The Court found the appellant’s petition had “no basis in an actual controversy” and refused to render a decision affecting possible contractual rights in the future.
Id.
Here, as in
Rusbarsky,
Parks’s Rule to Show Cause is not the proper vehicle to amend the AVC. Parks petitioned for a Rule to Show Cause why the AVC should not be modified to allow him to maintain
his license, essentially to modify his signed agreement which had been filed in 1987. Under Section 5, upon the filing of the signed AVC, the matter between the AG and Parks was “closed.” Section 5 authorizes the AG to reopen matters so closed for further proceedings in the public interest pursuant to Section 4 (restraining prohibited acts).

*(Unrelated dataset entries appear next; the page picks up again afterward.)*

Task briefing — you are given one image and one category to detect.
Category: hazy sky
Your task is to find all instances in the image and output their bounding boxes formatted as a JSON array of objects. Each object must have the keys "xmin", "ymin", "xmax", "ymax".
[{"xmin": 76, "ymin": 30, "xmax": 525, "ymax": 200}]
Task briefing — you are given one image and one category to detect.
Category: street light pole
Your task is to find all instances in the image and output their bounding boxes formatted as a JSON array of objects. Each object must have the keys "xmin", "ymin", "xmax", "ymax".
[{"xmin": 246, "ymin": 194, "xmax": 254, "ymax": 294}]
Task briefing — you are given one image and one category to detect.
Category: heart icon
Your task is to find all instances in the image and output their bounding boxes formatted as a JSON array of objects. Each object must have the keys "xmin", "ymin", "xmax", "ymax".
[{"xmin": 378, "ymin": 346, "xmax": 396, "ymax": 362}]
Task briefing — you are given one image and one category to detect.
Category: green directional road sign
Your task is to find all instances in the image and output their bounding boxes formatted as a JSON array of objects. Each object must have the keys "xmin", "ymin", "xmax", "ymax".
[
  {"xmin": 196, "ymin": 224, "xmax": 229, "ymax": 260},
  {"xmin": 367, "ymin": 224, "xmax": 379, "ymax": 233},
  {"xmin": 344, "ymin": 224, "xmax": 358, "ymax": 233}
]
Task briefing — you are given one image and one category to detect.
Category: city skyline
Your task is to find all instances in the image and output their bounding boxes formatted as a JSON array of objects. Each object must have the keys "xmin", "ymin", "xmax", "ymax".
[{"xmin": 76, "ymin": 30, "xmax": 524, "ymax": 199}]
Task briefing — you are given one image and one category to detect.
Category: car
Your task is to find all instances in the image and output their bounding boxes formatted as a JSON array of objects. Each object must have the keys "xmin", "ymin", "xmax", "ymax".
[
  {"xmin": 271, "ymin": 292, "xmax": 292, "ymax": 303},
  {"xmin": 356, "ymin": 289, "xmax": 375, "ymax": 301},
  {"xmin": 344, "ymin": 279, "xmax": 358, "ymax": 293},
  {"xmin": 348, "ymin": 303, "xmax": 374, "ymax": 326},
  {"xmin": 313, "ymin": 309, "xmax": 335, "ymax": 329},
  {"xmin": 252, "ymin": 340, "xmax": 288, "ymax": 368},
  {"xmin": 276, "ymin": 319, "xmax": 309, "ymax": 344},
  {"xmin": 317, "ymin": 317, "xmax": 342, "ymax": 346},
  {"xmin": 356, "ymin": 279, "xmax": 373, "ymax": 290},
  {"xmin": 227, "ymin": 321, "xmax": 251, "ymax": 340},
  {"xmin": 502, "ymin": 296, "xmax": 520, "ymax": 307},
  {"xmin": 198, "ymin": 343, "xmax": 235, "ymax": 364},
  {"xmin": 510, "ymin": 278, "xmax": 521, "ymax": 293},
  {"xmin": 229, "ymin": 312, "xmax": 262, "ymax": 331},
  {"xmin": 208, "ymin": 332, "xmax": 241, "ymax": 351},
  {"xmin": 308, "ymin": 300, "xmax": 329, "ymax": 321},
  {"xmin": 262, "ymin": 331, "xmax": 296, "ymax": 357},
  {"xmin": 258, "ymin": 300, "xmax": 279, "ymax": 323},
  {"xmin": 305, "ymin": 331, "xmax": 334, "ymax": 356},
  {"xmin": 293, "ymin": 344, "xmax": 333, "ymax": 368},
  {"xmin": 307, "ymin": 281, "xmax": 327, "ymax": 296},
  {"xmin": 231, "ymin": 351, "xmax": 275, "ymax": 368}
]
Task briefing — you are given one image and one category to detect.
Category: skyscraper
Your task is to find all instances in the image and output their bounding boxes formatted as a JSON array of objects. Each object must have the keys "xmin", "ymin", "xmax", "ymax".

Otherwise, the matter remains closed unless there are enforcement proceedings under Section 8. Parks is attempting to utilize a rule to show cause in a matter that has been closed for nearly two decades. Contrary to Parks’s assertions, the AG did not waive this issue because, in its Answer with New Matter, the AG specifically argued that Section 5 only permits the AG to open the AVC once closed. (AG’s Answer at 3, R. at 3.) The AVC is similar to a settlement agreement where parties forgo litigation in exchange for consideration. Just as in
Rusbarsky,
where the Court disallowed use of the rule to modify a signed release and settlement, the AVC similarly cannot be modified by a rule to show cause.
Furthermore, Section 8 does not appear to authorize the alleged violator of the Act to modify an AVC at will. It provides that, “for the purposes of this section [regarding civil penalties and enforcement],” the court in which the AVC is filed retains jurisdiction, and “in such cases,” the
AG
may petition for penalties or other relief. 73 P.S. § 201-8(a). The predicate for judicial involvement appears to be the filing of a petition for recovery of penalties or equitable relief. In other words, the matter previously closed must be affirmatively reopened. Although the AG argues that only the AG may file a petition, the merits of that contention are not clear, and we need not decide it here.
The only issue before us is whether the trial court was correct that a rale to show cause is not the appropriate procedure. In this instance, the rule is not the appropriate vehicle because it can be used only as an auxiliary to an existing controversy, not here where there is no open controversy before the court. Accordingly, we must affirm.
ORDER
NOW, November 15, 2006, the order of the Court of Common Pleas of Allegheny County in the above-captioned matter is hereby AFFIRMED.